Lower turnout for May Day marches

Government's pensions reform plan fails to get as many workers on the street as last year's record May 1 protest

THE NUMBER of people taking part in this year's May 1 demonstrations around France fell by more than half compared with last year's record turnout.

About 195,000 workers took to the streets on the fête du travail according to the Interior Ministry. The unions claimed 350,000 demonstrators.

This is a significant drop on last year, when marches attracted somewhere between 456,000 people (according to police) and 1.2 million (the CGT union estimate).

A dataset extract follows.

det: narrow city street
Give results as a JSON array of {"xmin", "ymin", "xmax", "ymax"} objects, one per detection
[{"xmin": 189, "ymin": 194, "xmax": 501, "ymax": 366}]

The biggest gathering this year, in Paris, saw between 21,000 and 45,000 workers taking part. Other demonstrations in Marseille, Toulouse, Lyon, Grenoble, Caen, Rennes, Nantes and Rouen attracted several thousand workers each.

The CGT union said the turnout was "creditable" and on a par with previous years, excluding the record turnout of 2009.

Last year, the eight leading French trade unions agreed to march together for the first time to mark concerns over the government’s handling of the economic crisis.

Five of them - the CGT, CFDT, FSU, Unsa and Solidiares - remained united this year, while the three others including the Force Ouvière union split off and organised separate demonstrations.

The biggest cause of complaint among workers was the French government's proposed reform of the retirement and pension system - including a possible increase in the state pension age, currently 60.

Unions are due to meet the president on May 10 to discuss the pension reform bill, which the government wants to put to parliament by mid-June and hopefully pass in September.